# Leftover baked beans..



## hercsmama (Jan 15, 2004)

What should I do with them?
We are tired of eating them as is. Any great made over leftover ideas?:shrug:


----------



## suitcase_sally (Mar 20, 2006)

Leftover baked beans? That would never happen at my house. Bean Boy lives here.


----------



## TenBusyBees (Jun 15, 2011)

Freeze 'em for another day.

Or, one of my favorites is to dice up a package of hot dogs, stir into the beans, top with chesse and biscuits, bake until golden bubbly. Mmm!


----------



## simi-steading (Sep 27, 2012)

No kidding.. You'd have to make a couple gallons for me not to have them used up in a week.. 

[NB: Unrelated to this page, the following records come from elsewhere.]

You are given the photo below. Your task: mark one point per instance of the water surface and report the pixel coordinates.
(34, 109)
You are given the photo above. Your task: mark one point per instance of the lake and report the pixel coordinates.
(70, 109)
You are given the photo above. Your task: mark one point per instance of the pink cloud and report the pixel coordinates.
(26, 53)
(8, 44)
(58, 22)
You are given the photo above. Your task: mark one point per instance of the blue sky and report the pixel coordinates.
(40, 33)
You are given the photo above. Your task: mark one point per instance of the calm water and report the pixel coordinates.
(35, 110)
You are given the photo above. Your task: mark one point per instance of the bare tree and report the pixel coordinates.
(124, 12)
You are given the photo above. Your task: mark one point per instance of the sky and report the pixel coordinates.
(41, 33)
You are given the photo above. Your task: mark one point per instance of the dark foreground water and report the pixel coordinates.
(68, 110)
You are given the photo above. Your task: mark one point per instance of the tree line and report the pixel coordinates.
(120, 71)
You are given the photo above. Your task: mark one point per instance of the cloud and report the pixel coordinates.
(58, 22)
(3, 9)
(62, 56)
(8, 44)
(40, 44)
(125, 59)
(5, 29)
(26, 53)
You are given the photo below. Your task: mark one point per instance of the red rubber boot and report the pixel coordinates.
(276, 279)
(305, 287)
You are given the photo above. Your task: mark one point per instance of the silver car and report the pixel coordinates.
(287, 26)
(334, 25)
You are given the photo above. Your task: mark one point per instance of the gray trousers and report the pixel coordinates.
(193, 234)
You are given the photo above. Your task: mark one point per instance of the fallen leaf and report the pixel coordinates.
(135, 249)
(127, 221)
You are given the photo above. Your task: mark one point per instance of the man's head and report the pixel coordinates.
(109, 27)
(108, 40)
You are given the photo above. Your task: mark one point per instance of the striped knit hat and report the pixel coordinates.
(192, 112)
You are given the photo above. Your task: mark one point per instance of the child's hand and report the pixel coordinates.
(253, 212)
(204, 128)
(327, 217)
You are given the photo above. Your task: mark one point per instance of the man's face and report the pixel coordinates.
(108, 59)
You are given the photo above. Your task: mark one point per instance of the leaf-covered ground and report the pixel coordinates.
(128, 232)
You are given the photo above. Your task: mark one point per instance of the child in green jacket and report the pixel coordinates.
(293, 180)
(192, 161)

You could always mix in some ground beef to change them a little..


----------



## DEKE01 (Jul 17, 2013)

hercsmama said:


> What should I do with them?
> We are tired of eating them as is. Any great made over leftover ideas?:shrug:


Do you like spicy hot sausage? Brown some of that and don't drain off all the juices, mix with the beans and heat thoroughly. Yum


----------



## hercsmama (Jan 15, 2004)

Well, I wish i had some spicy sausage, that sounds good.
I do have some of those little smokie ones, and think I'm just going to chop them up and mix them in, add a pan of cornbread and call it supper.


----------



## roadless (Sep 9, 2006)

Make corn bread muffins filling tins half way, top with baked beans.
Bake as usual.
yummy


----------



## frogmammy (Dec 8, 2004)

Bake some tater tots (or any potatoes, really), place in bottom of an 8 by 11 or so pan, cover with the beans, stick in oven until hot, then add cheese on top and stick back in oven until it melts. Serve!

Mon


----------



## PNWest (Mar 15, 2010)

Warm the beans. Cut 3" thich thick slabs of homemade bread, put bread in a bowl and smother with beans. Eat.


----------



## PonderosaQ (Jan 12, 2004)

Could use them in chili by reseasoning.


----------